How will Trump’s plan to deal with businesses work?
President-elect Donald Trump’s plan to hand over control of the Trump Organization to his sons while he is in the White House leaves a number of outstanding questions about how he’ll avoid conflicts of interest.
Trump plans to keep a financial stake in his company, but will place his assets in a trust and donate to the Treasury profits made at hotels from foreign governments. The Trump Organization will also appoint an ethics adviser to approve new transactions.
Here are several key outstanding questions.
How much will the public learn about the donations to Treasury?
{mosads}Trump’s plan to deliver to the Treasury profits from any foreign officials staying at his hotels is meant to address concerns that he would be violating a clause in the Constitution banning elected officials from taking gifts and payments from foreign governments.
Any United States citizen can make a gift to the Treasury that will be stored in an account and used for general government spending. But since Treasury keeps details about donors private, it could be up to Trump alone to disclose the amount, timing and origin of his donations.
It’s unclear how profits will be determined and who will be doing the accounting.
“That’s an opaque process,” said Matt Sanderson, a member at Caplin & Drysdale who has served as counsel for several Republican presidential campaigns.
The Trump transition team did not respond to multiple questions from The Hill.
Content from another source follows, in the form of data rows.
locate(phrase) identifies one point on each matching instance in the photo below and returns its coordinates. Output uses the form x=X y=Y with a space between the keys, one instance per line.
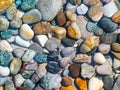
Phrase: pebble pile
x=59 y=44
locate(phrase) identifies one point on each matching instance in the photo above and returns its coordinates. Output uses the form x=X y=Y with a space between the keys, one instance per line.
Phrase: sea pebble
x=4 y=45
x=15 y=65
x=28 y=55
x=50 y=81
x=74 y=70
x=95 y=12
x=22 y=42
x=99 y=58
x=41 y=39
x=104 y=48
x=42 y=28
x=11 y=12
x=74 y=31
x=95 y=84
x=110 y=12
x=32 y=16
x=4 y=23
x=87 y=71
x=4 y=71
A spokeswoman for Morgan, Lewis & Bockius, the law firm involved in preparing the plan, declined to comment.
It’s unknown if the Trump Organization will disclose the donations to Treasury, and how frequently those disclosures would be made.
Trump has broken decades of precedent by refusing to release his tax returns, one of the only legally binding documents that would reveal the extent of his wealth, the depth of his debt and which banks and firms own it.
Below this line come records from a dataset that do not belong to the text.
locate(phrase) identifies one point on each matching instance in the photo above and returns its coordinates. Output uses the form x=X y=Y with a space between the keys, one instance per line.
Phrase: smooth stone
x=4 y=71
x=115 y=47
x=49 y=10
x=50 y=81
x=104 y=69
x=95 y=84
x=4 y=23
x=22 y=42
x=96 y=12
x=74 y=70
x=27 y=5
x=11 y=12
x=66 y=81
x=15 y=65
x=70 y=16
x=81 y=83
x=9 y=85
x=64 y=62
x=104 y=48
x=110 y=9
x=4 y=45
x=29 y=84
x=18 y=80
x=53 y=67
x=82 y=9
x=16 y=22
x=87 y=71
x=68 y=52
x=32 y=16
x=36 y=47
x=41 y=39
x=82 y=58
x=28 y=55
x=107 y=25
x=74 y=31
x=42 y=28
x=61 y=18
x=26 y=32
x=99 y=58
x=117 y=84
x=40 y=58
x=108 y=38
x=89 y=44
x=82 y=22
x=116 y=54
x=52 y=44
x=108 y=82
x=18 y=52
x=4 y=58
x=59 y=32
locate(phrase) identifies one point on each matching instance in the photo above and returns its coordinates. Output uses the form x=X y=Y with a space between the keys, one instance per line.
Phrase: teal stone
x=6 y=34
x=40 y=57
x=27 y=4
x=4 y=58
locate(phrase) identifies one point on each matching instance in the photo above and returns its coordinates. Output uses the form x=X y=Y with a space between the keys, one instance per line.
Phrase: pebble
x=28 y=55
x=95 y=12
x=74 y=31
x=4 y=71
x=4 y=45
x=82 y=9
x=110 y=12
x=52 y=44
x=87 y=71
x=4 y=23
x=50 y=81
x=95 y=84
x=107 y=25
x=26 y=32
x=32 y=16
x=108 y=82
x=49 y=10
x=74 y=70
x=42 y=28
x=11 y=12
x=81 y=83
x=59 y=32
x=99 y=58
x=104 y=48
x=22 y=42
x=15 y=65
If Trump or doesn’t disclose his donations, it could be impossible to know whether he’s actually donated the money he’s received from foreign governments and diplomats.
Who will fill key ethics positions?
A summary of the plan put together by Trump’s lawyers calls for an ethics adviser who will need to provide written approval “for all actions, deals, and transactions that could potentially raise ethics or conflict-of-interest concerns.”
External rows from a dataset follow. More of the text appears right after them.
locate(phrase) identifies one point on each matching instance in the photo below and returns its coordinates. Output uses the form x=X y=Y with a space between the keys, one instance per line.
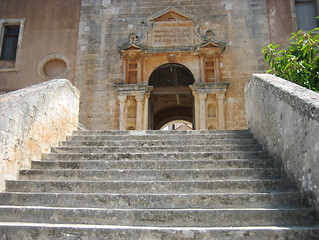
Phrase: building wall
x=50 y=31
x=105 y=25
x=284 y=117
x=88 y=33
x=32 y=120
During Trump’s press conference on Wednesday, Sherri Dillon, a Morgan Lewis attorney involved in creating the plan, said that the ethics adviser would be a “recognized expert” in government ethics.
Who this officer is, and how independent he or she can be, will make a difference in how easy it may be for the officer to raise ethics concerns.
Sanderson said that there could be questions about the ethics adviser’s judgment if he or she is a longtime veteran of the Trump Organization, rather than someone like a former judge or an academic.
He also wanted to know if the officer would have a set tenure or if he or she could be fired at will.
“You’d like some independent decision-making authority,” he said.
The plan also says that the Trump Organization has created a new chief compliance officer position. That person’s responsibility will be to “ensure that the Trump Organization businesses are operating at the highest levels of integrity and are not taking any actions that actually exploit, or even could be perceived as exploiting, the Office of the Presidency.”
Information about the identity of the chief compliance officer was not provided.
When will Trump’s sons take over the family business, and will they stay on the transition team?
Trump announced Wednesday that he’d resign from all official positions within the organization so his sons, Donald Jr. and Eric, and Trump executive Allen Weisselberg would take control over the Trump business empire.
Trump won’t sell the company or his stake in it, but said his sons wouldn’t discuss the business with him.
However, neither the president-elect nor Dillon specified when the transfer of control would happen.
Trump’s sons, along with daughter Ivanka and son-in-law Jared Kushner, also serve on the president-elect’s transition team’s executive committee. Neither Trump nor Dillon said when, or even if, the Trump sons would leave the transition.
Craig Holman, a government affairs lobbyist at the watchdog group Public Citizen, said that a firewall between Trump and his adult sons is unrealistic.
“You can’t have a firewall between family,” he said.
Why did Trump back off his no new deals pledge?
Trump tweeted in December that “no new deals will be done” while he is president, but his plan still allows his businesses to do certain deals.
The plan bars the Trump Organization from doing new deals in foreign jurisdictions. It also prevents the business from entering into new transactions with foreign governments, the U.S. government and state and local governments, “other than normal and customary arrangements already undertaken before the President-Elect’s election.”
However, the Trump Organization would still be allowed to participate in new domestic deals if they survive a “rigorous vetting process.”
Trump and his representatives have not provided an explanation as to why his businesses will still be able to do some new domestic deals, and have not described what types of new deals the company may do.